Apart from that these days there are a number of online programs to make researching suburbs easier Rp Data, Pricefinder, SQM and ABS. Some of the sites you need to pay for but the amount of data you get is essential. Once you’ve done the initial research it is more about staying up to date with current sales.
That’s why people pay us Buyers Agents to do the legwork!
Ah ok thanks, I am looking in Sydney. I was actually reading a book before and it said don’t focus on the cash flow from the rent. Building the value of the property is better more important it will build bigger equity. So yeah you are right, but I don’t know how long this negative cash flow will last. I could negatively gear I guess, I got no choice if I invest in Sydney. Don’t know how comfortable I am with negative gearing especially as a beginner.
It all depends on your strategy but negative gearing isn’t the best strategy especially in a city which has just experienced mega growth. You will be buying an asset at the top of the market with low yield. Having said that if you are looking for a long term play it has some merit as the Western Sydney second airport and job hubs will increase demand.
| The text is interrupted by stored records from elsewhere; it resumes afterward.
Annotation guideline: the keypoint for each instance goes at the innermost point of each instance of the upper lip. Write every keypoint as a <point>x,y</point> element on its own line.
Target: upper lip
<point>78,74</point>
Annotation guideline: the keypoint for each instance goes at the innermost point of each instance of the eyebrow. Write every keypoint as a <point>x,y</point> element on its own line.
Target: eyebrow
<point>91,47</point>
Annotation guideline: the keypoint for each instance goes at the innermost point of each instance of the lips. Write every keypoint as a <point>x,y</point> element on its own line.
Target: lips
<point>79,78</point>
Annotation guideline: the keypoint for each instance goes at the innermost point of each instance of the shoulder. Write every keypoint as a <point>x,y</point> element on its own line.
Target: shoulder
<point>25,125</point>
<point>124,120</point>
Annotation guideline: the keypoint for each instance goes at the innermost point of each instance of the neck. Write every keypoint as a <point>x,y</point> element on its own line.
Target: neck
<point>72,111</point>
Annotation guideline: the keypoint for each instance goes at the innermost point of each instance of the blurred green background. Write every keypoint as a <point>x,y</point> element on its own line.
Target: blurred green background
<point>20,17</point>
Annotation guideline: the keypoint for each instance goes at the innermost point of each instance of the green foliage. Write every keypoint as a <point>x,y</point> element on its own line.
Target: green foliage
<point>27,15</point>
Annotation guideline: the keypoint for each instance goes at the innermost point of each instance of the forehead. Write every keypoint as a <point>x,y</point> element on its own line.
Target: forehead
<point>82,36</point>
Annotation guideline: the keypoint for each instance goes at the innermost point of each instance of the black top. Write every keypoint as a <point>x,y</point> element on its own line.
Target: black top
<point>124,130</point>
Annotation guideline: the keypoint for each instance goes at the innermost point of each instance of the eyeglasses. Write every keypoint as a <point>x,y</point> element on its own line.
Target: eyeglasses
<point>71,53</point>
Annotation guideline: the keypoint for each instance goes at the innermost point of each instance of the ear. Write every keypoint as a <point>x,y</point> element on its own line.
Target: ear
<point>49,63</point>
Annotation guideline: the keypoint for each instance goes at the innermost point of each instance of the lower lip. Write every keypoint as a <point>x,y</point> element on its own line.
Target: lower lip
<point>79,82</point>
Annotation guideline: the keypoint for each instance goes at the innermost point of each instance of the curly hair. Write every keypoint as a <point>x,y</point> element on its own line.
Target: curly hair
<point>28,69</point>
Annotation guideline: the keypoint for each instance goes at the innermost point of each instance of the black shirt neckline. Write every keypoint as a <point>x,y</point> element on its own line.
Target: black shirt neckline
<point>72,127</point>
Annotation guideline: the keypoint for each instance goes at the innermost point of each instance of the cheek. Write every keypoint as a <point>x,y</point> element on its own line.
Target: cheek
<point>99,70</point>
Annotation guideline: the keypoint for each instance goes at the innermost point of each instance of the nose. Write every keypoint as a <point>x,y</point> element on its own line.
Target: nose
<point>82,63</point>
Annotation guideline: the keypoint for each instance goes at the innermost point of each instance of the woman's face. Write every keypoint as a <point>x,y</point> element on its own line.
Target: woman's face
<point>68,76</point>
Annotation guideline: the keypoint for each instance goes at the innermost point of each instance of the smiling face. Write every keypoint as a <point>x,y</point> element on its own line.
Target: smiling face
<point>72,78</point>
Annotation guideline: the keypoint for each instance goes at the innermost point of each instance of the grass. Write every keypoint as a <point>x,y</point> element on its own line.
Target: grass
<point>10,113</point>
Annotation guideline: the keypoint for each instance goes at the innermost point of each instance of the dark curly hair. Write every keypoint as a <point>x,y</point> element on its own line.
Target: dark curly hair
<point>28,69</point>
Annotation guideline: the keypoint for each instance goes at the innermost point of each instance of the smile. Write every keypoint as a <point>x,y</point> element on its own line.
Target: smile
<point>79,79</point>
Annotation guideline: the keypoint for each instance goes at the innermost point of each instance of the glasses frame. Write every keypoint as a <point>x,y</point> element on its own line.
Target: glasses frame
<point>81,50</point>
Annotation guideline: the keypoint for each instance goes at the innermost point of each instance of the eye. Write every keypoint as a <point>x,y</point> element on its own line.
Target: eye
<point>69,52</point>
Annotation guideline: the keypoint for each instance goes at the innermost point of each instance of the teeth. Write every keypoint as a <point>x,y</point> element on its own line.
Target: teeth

There is a lot of infrastructure planned for West, South West and North West so if you are looking I would look there but it maybe a few years
Oh that’s what I forgot to mention. I wanted to find like minded people, people that want to become entrepreneurs and investors, seems impossible everyone these days just focuses on studying at college or whatever.
You said a team of professionals that would include people like, mortgage brokers, real estate agents, lawyers, tax advisors etc. I had a question, in this book I read it said it will take time and energy to form a team, but surely it doesn’t take that long? Don’t all you need to do is call these people at the time when you need them? Or just call them and ask them if they are available?
Thanks also for the help.
The important thing is making sure they have experience in what you need from them. My first broker never had an investment property and it was a disaster. He didn’t know how to structure my loans to maximise borrowing power. It’s mistakes like this that can jeopardise building a strong portfolio.
There are a number of professionals on this forum or successful investors who would have contacts. I would give them a call and just have a chat about what you want to achieve, what they have achieved, can they help you, ask about fees etc. You can normally get an idea if you think they will be able to help you.